阿多尼斯恐怕并不知道奥尔登计划通过尤利叶的婚姻,染指第三军团的事情。他不了解自己的哥哥,将他想象成了一个典型的、面目模糊的“贤淑”联盟雌虫形象。
“我会努力的。”尤利叶艰难说道,含糊敷衍过这个论调。他转换话题,问道:“外面为什么很危险?在打仗吗?我并没有听说过相关消息。”
“因为卡西乌斯的家主要迭代了。”谈及这个话题,阿多尼斯脸上明显出现了不适和难过的表情,他认为将来一定会和尤利叶成为一家人,于是并不向他隐瞒这些对外保密的内容:“我和奥尔登的爷爷,尤金家主即将重病死去,即使奥尔登已经被确立为下一任继承人,但还是有许多兄弟想要抢夺他的位置。”
“卡西乌斯星系拥有领地内的独立执法权。”阿多尼斯的眉毛蹙起来:“所以领主的家庭成员动手杀人是合法的。在正常情况下,我们并不会对我们治下的子民动手。但借由这条法律,很方便卡西乌斯们自相残杀。”
“在你呆在这里的几天里,奥尔登一直在外面剿灭那些不服从他的亲族。”阿多尼斯发出了一声干呕,想到了某些并不美妙的画面,“所以尤利叶,不要出去。卡西乌斯家族的雌虫绝不会对你动手,但他们会强占你,会用你来威胁奥尔登,我和奥尔登都不想看到那种场景。

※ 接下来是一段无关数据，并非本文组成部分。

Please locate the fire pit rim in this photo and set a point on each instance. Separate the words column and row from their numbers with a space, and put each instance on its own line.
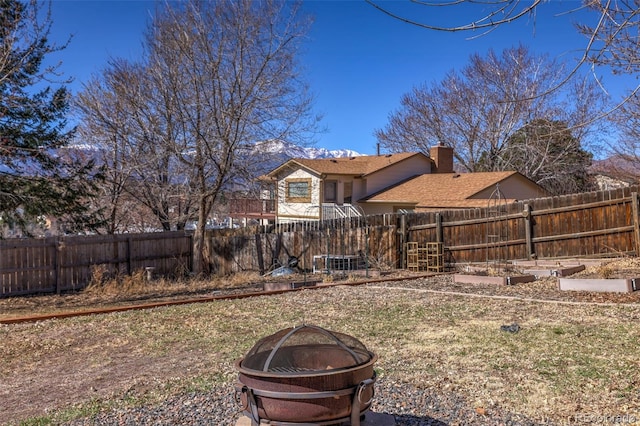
column 309, row 373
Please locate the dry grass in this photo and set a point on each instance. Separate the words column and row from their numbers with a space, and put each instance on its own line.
column 565, row 360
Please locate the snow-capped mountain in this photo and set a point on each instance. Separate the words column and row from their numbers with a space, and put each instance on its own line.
column 286, row 150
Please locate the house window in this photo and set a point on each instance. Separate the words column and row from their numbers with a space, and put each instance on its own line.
column 298, row 190
column 330, row 191
column 348, row 189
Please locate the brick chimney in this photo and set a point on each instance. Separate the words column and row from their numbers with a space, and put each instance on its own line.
column 442, row 157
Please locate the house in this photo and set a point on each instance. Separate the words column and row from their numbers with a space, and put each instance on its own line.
column 316, row 189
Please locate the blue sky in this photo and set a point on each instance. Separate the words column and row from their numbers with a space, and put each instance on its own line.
column 358, row 61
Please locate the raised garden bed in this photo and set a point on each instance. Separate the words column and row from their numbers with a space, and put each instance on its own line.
column 498, row 280
column 616, row 285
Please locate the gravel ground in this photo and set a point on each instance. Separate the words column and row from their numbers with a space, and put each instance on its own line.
column 218, row 407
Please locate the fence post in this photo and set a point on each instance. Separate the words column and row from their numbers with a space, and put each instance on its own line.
column 129, row 256
column 402, row 240
column 59, row 249
column 528, row 231
column 636, row 221
column 259, row 254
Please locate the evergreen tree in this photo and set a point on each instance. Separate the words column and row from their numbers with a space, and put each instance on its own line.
column 37, row 177
column 546, row 152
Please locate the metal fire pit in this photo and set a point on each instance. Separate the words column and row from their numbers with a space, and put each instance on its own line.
column 306, row 375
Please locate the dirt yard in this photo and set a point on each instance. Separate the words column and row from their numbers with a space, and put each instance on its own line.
column 145, row 356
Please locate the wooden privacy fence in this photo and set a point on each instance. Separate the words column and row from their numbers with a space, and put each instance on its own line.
column 60, row 264
column 595, row 224
column 265, row 248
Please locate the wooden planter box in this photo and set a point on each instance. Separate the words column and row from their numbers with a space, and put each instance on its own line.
column 480, row 279
column 619, row 285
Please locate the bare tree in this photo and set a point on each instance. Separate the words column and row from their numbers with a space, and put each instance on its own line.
column 217, row 78
column 610, row 38
column 480, row 109
column 36, row 179
column 624, row 162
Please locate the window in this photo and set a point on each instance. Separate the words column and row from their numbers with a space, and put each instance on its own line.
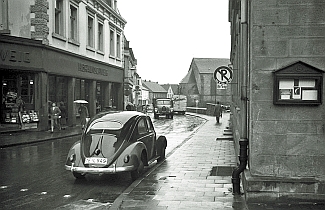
column 4, row 15
column 90, row 34
column 100, row 36
column 58, row 28
column 298, row 84
column 73, row 23
column 109, row 3
column 118, row 45
column 111, row 43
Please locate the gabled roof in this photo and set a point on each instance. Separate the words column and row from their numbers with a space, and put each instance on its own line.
column 154, row 87
column 209, row 65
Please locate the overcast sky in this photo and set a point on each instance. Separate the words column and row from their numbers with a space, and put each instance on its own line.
column 166, row 35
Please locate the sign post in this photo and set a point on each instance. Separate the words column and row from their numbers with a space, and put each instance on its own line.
column 222, row 75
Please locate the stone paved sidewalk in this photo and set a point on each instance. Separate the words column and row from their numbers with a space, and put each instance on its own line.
column 186, row 180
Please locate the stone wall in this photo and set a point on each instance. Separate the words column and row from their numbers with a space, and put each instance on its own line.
column 286, row 142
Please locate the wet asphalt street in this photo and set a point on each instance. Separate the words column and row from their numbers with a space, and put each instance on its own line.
column 33, row 175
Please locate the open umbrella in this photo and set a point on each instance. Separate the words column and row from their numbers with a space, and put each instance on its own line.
column 80, row 101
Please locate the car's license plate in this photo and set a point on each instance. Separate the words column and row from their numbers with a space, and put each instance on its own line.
column 96, row 161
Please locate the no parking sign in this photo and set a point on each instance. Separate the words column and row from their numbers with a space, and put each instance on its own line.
column 223, row 75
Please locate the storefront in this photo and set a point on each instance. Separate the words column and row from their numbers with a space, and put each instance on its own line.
column 34, row 75
column 18, row 109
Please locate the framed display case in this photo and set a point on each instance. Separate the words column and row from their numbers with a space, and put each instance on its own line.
column 298, row 83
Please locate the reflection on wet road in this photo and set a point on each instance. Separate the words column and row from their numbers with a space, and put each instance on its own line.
column 33, row 176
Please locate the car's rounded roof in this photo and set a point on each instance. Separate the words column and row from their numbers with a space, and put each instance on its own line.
column 121, row 116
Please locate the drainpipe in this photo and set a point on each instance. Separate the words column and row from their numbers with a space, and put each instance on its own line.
column 243, row 142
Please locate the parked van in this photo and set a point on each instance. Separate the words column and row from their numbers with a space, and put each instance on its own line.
column 180, row 104
column 163, row 106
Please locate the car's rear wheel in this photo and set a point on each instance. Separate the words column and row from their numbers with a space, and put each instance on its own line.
column 162, row 155
column 136, row 173
column 78, row 175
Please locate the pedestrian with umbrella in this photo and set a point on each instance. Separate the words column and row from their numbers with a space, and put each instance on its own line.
column 83, row 111
column 54, row 114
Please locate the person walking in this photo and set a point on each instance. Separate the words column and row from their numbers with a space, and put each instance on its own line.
column 54, row 114
column 218, row 111
column 84, row 114
column 63, row 119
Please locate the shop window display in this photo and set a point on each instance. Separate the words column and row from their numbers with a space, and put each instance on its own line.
column 17, row 101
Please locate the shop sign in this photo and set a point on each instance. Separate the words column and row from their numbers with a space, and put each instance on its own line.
column 14, row 56
column 92, row 69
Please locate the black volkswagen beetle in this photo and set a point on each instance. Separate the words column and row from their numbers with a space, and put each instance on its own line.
column 114, row 142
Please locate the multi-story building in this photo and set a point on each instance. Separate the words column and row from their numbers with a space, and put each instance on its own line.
column 278, row 57
column 60, row 51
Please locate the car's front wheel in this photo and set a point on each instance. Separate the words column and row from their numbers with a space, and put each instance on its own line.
column 136, row 173
column 78, row 175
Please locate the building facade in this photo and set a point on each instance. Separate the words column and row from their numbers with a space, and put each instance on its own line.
column 278, row 58
column 60, row 51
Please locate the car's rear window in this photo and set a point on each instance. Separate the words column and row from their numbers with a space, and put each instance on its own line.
column 163, row 102
column 110, row 125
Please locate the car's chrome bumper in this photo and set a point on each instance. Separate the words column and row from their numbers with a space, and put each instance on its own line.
column 93, row 170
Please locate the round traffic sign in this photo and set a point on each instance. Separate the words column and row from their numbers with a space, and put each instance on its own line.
column 223, row 74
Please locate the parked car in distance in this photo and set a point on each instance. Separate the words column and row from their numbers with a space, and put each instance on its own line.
column 180, row 104
column 114, row 142
column 163, row 106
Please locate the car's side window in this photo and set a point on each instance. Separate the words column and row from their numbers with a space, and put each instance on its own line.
column 142, row 127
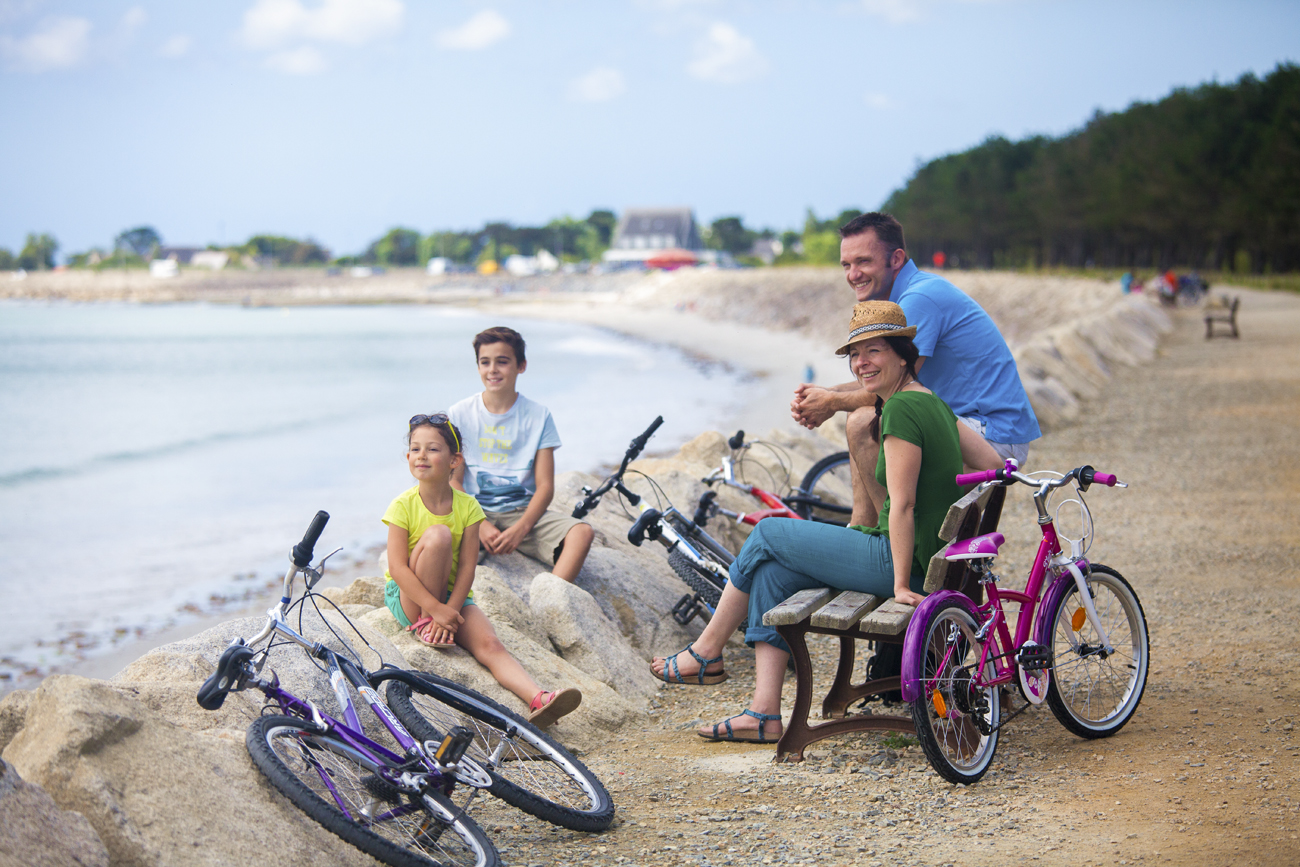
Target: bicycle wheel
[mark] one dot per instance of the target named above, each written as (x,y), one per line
(333,784)
(831,484)
(1093,693)
(956,719)
(700,580)
(528,770)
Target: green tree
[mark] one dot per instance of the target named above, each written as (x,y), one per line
(456,246)
(603,222)
(142,241)
(398,247)
(286,251)
(731,234)
(38,252)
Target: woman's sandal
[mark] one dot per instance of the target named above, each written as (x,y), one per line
(421,628)
(763,719)
(547,707)
(701,679)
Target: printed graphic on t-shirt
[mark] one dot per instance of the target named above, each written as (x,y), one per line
(499,493)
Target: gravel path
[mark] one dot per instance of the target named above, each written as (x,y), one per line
(1205,772)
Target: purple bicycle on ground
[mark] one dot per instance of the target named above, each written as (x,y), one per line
(395,803)
(1080,638)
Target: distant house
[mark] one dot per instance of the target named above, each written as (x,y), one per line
(644,232)
(195,256)
(181,255)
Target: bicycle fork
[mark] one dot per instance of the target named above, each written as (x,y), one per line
(1090,608)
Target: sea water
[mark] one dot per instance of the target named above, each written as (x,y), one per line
(157,462)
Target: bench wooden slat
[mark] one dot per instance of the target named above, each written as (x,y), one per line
(798,606)
(937,572)
(889,619)
(845,610)
(957,512)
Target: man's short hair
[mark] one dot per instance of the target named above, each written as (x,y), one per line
(501,334)
(888,230)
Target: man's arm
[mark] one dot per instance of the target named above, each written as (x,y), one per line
(544,475)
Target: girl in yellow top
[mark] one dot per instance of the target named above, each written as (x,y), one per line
(433,549)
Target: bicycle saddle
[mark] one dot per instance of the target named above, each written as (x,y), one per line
(975,549)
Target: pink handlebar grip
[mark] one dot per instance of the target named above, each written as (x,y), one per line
(976,478)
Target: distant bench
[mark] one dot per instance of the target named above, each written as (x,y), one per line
(862,616)
(1225,311)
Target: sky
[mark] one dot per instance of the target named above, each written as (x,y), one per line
(337,120)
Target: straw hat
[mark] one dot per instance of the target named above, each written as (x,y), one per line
(876,319)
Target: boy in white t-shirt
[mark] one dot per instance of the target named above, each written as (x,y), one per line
(510,462)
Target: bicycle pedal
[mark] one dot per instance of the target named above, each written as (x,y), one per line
(688,608)
(1034,657)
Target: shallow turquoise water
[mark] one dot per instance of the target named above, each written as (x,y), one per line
(155,459)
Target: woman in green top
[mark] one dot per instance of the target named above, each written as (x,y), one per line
(919,458)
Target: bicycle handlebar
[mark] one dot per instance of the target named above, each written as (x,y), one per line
(302,553)
(1084,475)
(593,497)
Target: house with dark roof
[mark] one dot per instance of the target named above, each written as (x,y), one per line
(644,232)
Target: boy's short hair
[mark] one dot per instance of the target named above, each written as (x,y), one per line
(501,334)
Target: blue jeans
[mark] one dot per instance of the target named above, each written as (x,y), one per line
(784,555)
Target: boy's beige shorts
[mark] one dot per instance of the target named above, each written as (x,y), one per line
(544,542)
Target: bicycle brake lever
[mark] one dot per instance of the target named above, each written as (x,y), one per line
(313,576)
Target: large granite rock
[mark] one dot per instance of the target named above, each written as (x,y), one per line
(156,793)
(34,832)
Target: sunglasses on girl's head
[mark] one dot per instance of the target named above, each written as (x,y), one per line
(436,419)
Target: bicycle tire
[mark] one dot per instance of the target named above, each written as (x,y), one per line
(828,481)
(533,772)
(1093,694)
(698,580)
(295,755)
(956,722)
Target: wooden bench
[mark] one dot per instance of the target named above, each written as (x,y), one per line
(1222,312)
(861,616)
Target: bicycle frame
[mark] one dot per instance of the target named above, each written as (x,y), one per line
(999,650)
(776,507)
(411,771)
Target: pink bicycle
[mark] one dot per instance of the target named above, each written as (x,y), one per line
(1082,646)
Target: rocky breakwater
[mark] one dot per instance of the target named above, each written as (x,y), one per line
(131,771)
(1066,365)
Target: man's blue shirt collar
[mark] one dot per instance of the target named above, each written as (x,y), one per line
(902,281)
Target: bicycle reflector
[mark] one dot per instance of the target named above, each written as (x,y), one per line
(454,745)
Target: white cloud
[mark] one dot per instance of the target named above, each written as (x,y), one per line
(726,56)
(274,24)
(299,61)
(485,29)
(60,43)
(177,46)
(599,85)
(896,12)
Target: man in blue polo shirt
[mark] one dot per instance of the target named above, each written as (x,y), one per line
(963,359)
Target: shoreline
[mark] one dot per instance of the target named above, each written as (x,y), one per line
(694,312)
(775,372)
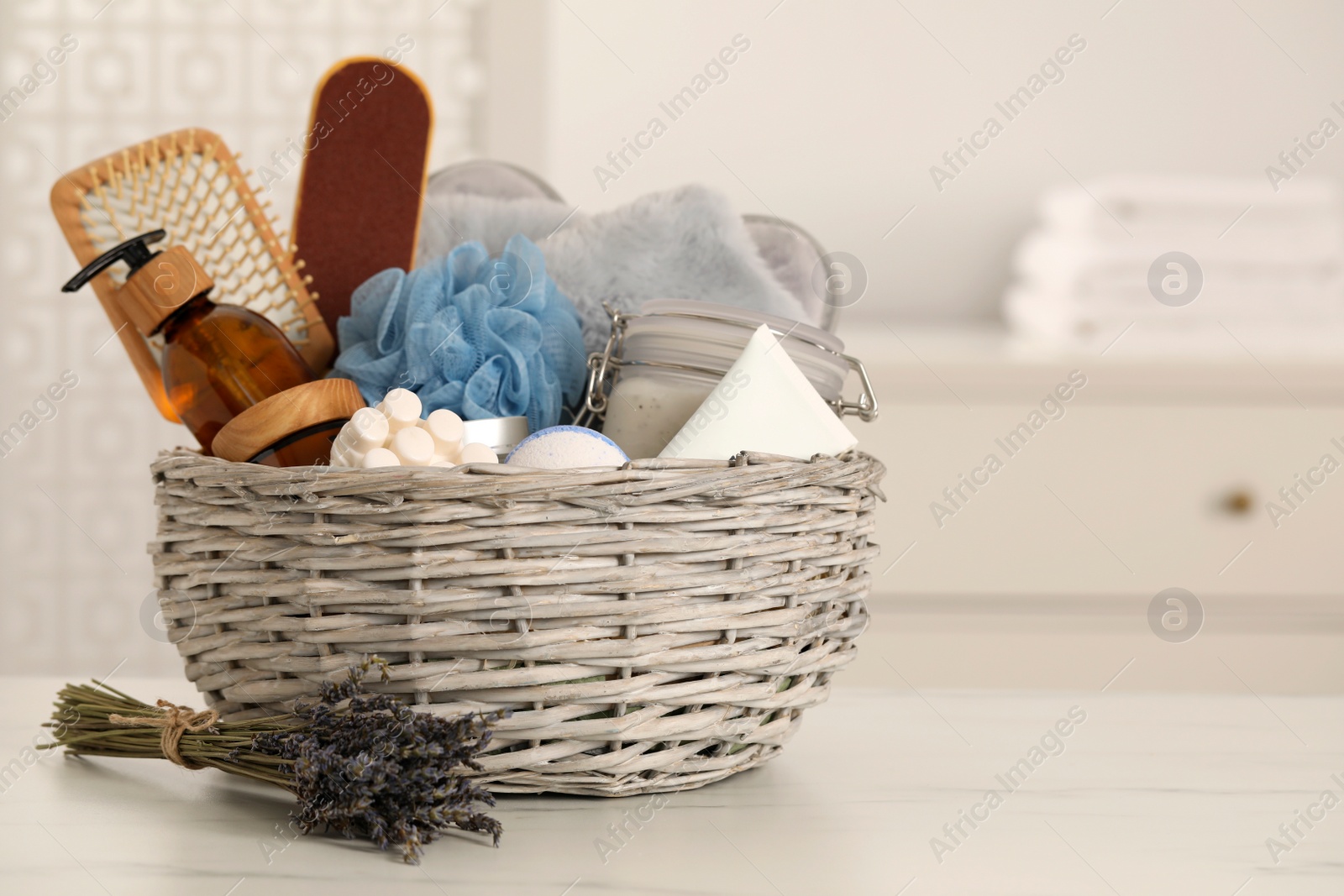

”
“喔。”尤利叶干巴巴地回应道。阿多尼斯情绪多变,譬如此时此刻,方才还在诱哄尤利叶去爱其他雌虫的他就突然消沉了下来。兄弟阋墙对于任何人来说应当都是非常痛苦,非常难以忍受的事情。阿多尼斯忧愁地看着尤利叶,握住尤利叶的手,劝慰的话似乎是在对着自己说。
“我们是雄虫,是不会被伤害的。尤利叶,不要害怕那些雌虫。我们是他们殚精竭虑而获得的高尚命运最好的奖品。”